This is our proposal for the last architecture competition I've participated in. I did it with my friend David Santos Castillo and we are happy to announce that we received the third prize (between 380 entries). We are really satisfied about it because the project idea came in just one afternoon, it took us around couple of weeks to reach the basic project and another two for illustrations and details. That's express architecture.
The aim of this competition was to develop a new leisure center in central Tokyo. The center had to fit with the lifestyle of Japanese society while offering a new method of entertainment designed especially for them. We were asked to locate it in a traditional Japanese empty and narrow plot next to Akihabara's train station, Akihabara is worldwide known for being the central district for new technology, manga and anime in Tokyo. The plot was approximately about 15x50 meters long with the two 15 meter facades towards busy streets, and the only requirement was to fulfill the program in less than ten floors height.
here the brief text following the competition pannel:
The project outwardly follows the urban fabric of Akihabara, but stays hidden inside a large opening of the Tokyo skyline. Aesthetically topped by a mosaic, a plaza surmounts a podium flanked by two emerging towers of stacked zashiki boxes that are incorporated into the multipurpose activity public space between the bar and the kitchens. Located below this level one can find the auditorium - exposition space, and the “otaku market” divided in two floors directly connected to the My Way 2.
Tokyo Replay Center delimitates a space of calm within the chaos of a city. It generates a void energized by tradition, a redoubt where the mind plays, a refuge of unlimited exchange, opened not only to the materiality of existence but also to the reunion of the spirit. In the same way that the violence of the great wave of Kanagawa contrasts with the serenity of the empty background, the implantation of the towers matches the calm of the empty space: a yin and a yang.
Jury's review of the project:
On top of a perfectly rational distribution of the required spaces, with the larger and more public spaces on the lower floors and the private rooms on the higher ones, the jury really appreciated the interior layout of the media rooms that this project proposes.
The rooms are made from classic Japanese tatamis which allow the rooms to change its use very easily, just like the rooms in traditional Japanese architecture do. By having these tatami rooms one can easily watch a movie while completely laying down, eat or play videogames while seating or stand up to sing and dance. The rooms can also be connected with one another by sliding the vertical divisions between them to generate bigger spaces, again, like it’s done in the traditional Japanese architecture. This solves a very real life problem that this kind of media centres face, which is not being able to offer their clients the room they need because they only have bigger or smaller rooms left. According to the jury this was an outstanding reinterpretation of what a karaoke/media room should be, relaying on simple and classic concepts to create modern and flexible spaces.

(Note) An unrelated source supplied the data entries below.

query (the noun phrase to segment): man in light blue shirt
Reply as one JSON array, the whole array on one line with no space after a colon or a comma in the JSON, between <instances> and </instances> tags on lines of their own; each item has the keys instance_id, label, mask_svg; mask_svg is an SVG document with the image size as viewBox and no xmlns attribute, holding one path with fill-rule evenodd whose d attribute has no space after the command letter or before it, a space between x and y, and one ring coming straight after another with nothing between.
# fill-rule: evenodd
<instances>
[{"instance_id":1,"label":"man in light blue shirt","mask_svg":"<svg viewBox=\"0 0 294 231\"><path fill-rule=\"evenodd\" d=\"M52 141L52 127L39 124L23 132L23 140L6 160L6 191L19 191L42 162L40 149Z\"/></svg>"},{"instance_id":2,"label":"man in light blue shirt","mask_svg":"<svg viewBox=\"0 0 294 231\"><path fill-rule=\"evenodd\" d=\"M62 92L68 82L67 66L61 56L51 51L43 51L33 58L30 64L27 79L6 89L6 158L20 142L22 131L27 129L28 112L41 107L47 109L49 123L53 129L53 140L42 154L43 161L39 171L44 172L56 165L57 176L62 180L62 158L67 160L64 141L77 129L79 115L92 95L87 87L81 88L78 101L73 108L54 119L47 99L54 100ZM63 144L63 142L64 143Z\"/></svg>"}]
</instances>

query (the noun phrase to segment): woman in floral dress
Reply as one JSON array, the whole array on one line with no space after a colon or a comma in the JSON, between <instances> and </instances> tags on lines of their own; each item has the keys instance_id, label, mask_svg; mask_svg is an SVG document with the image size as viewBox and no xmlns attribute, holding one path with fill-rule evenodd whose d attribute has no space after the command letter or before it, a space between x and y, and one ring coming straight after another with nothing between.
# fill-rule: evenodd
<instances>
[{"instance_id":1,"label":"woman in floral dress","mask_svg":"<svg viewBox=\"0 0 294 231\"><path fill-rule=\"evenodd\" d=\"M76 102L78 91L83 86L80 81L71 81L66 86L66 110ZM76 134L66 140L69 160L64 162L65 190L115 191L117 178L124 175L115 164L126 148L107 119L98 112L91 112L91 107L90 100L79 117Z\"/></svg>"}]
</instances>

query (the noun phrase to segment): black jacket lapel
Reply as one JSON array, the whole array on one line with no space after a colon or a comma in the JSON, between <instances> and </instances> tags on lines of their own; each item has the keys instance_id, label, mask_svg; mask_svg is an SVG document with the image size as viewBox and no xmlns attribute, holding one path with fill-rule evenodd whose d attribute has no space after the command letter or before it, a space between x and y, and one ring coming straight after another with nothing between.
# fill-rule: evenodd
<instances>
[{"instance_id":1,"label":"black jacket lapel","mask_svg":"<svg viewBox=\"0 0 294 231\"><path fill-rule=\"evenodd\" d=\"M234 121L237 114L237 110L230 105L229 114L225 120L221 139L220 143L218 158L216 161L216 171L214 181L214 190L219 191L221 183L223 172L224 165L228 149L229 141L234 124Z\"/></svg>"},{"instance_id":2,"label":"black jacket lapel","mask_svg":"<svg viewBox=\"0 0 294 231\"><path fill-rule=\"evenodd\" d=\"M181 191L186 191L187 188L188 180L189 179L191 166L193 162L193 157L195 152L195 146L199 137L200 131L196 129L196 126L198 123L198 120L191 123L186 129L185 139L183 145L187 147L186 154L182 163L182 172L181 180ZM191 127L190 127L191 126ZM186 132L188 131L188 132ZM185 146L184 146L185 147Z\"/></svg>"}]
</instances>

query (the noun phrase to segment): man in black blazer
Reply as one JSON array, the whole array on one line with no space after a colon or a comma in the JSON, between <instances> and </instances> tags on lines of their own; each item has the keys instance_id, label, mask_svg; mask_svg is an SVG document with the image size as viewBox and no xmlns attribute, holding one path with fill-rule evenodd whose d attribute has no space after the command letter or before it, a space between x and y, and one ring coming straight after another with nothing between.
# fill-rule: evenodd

The jury also pointed out the visual connection between the two towers that are occupied by the media rooms. As opposed to many karaokes in japan, were the private rooms are faced to the street for anyone passing by to look inside, in this case people in the media rooms know they can be observed, but just by people who are engaged in the same activity as they are, creating a sort of synergy between all the people that are using the installations at that particular point in time.